The new normal also includes what I can eat. Spinach and potatoes were off limits before the transplant but not any more. I had been able to eat raw oysters, sushi and smoked fish. No more.

While on dialysis, I had to limit my fluid intake since I did not have a working kidney to remove the fluid from my body. Now that I have you, I have to drink no less than 80 to 100 ounces every day. And, coffee does not count.

I now wear a mask if I’m around a group of people; I am not allowed to lift more than 10 pounds.

It is only now that I am beginning to realize what the past years have been like.

After more than five years of dialysis, I feel as if I have been released from prison. I am learning to adjust to life on the outside.

That’s what the new normal really is.

There were 19,061 kidney transplants performed in the United States last year. While that may seem like a lot, remember there are nearly 100,000 people on the waiting list, double the number of those waiting 10 years ago.

There is a shortage of organs available for donation. While 95 percent of adults in the United States support organ donation, only 54 percent are signed up as donors. Another problem is that only three out of every 1,000 people die in a way that allows for their organs to be donated.

As a result, about 4,500 people die every year waiting for a new kidney - that’s about 13 people every day.

I once had a real fear that I would be one of those people.

I often think of the family of the donor and of his - or her - family. I know the donor was from California, and that’s about it.

Beyond that, hunches.

Because I got the call on Sunday that you had been found and you weren’t flown to Oregon until Tuesday, I’m guessing the donor had been kept on life support before you were sent to me.

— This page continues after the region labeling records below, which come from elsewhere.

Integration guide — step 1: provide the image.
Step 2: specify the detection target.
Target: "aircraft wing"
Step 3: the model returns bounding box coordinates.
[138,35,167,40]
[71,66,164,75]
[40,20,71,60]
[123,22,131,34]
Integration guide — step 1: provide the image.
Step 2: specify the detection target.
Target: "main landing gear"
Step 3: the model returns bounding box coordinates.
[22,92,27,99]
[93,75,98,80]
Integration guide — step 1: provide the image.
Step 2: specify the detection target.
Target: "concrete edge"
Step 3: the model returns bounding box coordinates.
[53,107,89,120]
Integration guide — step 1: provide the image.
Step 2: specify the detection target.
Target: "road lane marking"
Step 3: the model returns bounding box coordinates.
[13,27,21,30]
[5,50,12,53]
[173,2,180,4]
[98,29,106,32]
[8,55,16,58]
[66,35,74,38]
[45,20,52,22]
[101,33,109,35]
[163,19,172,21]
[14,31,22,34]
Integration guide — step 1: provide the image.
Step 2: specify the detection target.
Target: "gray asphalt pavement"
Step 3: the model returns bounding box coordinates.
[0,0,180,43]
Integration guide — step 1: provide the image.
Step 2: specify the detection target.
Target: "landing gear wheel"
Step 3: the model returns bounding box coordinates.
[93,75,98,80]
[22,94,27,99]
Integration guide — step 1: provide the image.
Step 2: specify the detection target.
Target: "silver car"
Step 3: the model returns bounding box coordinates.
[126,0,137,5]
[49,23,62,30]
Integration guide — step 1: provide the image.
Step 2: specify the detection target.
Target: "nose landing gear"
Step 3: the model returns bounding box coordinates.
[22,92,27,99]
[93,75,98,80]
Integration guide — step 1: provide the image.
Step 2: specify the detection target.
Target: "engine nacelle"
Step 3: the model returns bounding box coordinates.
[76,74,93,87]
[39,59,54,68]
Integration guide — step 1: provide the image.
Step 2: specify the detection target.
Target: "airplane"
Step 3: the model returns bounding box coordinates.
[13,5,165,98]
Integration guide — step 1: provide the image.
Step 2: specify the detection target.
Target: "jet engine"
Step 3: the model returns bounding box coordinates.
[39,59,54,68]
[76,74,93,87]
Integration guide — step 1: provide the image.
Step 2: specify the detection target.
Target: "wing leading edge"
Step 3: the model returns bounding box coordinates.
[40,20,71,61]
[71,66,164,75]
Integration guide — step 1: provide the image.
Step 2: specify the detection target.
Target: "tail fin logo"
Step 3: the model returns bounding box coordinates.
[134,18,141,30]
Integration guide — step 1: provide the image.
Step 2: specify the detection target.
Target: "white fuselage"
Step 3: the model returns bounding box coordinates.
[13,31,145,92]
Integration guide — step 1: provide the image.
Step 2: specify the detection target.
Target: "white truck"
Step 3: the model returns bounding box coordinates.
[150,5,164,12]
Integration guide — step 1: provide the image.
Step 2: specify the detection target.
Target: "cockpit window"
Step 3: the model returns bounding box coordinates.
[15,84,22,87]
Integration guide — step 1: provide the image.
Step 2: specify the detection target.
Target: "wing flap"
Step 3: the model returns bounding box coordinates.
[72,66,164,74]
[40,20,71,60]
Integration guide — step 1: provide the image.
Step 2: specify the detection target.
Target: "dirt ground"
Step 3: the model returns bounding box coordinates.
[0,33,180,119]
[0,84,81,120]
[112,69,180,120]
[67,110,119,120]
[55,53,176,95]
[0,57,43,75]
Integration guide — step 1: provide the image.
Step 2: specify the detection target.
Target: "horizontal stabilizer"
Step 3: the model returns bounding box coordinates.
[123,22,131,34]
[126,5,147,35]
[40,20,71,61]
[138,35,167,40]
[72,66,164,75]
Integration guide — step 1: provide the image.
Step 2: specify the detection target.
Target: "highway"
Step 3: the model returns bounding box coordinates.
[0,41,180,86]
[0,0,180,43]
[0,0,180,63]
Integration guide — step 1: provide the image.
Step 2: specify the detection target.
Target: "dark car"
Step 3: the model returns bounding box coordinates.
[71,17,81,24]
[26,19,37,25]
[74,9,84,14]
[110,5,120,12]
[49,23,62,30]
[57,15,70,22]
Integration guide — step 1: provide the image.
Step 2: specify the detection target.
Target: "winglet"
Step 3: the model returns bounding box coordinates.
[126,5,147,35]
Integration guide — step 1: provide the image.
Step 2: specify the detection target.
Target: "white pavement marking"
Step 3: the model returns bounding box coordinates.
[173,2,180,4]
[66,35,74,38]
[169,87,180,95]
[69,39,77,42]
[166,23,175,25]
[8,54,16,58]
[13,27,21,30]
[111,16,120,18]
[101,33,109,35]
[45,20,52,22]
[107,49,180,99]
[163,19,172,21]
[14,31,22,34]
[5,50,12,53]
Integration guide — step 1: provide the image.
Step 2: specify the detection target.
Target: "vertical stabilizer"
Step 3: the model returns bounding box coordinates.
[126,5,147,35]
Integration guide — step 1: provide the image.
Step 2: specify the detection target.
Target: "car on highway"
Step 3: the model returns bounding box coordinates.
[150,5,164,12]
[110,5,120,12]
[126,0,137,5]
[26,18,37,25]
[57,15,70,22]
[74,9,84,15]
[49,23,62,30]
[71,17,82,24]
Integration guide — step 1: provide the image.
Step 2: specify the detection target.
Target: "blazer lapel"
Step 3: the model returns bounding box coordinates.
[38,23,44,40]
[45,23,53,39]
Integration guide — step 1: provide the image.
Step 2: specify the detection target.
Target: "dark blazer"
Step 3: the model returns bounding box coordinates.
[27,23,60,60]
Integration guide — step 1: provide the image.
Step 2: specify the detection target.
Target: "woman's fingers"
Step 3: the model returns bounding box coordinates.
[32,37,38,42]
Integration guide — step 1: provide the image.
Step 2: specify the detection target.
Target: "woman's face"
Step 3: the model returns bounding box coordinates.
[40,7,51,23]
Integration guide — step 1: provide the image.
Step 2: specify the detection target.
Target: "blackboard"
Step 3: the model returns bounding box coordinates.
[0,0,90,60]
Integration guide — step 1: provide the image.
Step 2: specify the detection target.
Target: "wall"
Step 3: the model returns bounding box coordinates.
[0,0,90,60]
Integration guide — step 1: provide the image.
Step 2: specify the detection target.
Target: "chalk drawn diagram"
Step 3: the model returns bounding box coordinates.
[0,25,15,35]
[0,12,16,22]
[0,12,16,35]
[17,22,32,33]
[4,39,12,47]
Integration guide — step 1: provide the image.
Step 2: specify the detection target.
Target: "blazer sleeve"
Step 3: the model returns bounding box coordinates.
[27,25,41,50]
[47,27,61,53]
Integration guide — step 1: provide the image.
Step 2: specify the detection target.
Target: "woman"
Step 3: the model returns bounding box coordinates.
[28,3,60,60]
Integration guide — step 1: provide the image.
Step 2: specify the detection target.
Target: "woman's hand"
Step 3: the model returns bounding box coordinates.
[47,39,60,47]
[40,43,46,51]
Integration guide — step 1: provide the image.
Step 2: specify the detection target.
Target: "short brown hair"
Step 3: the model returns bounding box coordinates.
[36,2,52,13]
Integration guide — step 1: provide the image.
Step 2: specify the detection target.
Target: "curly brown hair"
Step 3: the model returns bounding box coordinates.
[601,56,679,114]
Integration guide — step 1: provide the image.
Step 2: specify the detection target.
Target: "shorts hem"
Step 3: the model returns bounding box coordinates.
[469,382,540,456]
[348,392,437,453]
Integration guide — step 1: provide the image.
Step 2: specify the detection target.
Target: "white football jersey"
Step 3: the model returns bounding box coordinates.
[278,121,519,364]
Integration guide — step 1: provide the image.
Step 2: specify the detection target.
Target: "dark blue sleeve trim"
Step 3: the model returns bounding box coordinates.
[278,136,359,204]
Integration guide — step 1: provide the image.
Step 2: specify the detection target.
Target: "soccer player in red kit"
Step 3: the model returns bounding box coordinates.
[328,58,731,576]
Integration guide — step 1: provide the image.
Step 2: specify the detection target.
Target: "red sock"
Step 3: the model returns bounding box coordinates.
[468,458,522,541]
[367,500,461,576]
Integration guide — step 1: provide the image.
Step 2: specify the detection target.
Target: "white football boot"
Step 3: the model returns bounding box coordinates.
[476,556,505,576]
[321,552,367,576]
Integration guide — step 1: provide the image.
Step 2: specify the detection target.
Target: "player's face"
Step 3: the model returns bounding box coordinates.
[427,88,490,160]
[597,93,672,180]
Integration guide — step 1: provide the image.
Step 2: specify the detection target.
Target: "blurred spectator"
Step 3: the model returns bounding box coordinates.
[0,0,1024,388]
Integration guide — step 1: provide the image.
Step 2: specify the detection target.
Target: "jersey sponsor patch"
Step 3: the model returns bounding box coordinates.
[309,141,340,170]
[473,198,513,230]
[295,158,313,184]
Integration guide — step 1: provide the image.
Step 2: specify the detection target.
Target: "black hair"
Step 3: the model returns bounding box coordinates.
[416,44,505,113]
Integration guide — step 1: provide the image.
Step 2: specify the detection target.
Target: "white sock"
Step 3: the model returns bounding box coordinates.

I can’t imagine the pain that the family must have gone through. I hope they know the pain the donor ended for me.

There’s a lot of anxiety I am trying to keep in check, including how I’d pay for my treatment should my job end and insurance protections for people with pre-existing conditions be wiped away by Congress.

I am now very much the definition of someone with a pre-existing condition.

I tend to worry most on Mondays and Thursdays - the days that I go in for blood tests, so doctors can check to see how you’re performing. It’s usually about four hours after giving blood that I see the results. It’s not a fun wait.

Frequently, I wonder where you came from, who you came from. But I’m doing my best to take it one step at a time; not even one day at a time.

I’ve come to realize that I am best off concentrating on what I can control and not worrying about things I can’t.

I know that with you, dear kidney, I can fulfill my promise to make the world better. I know that I’ll pay what I owe for the rest of my life, happily, big time.

Thank you, new kidney. I’m looking forward to quite a life with you.

Colin Miner is a Patch editor living, thanks to his new kidney, in Portland, Oregon.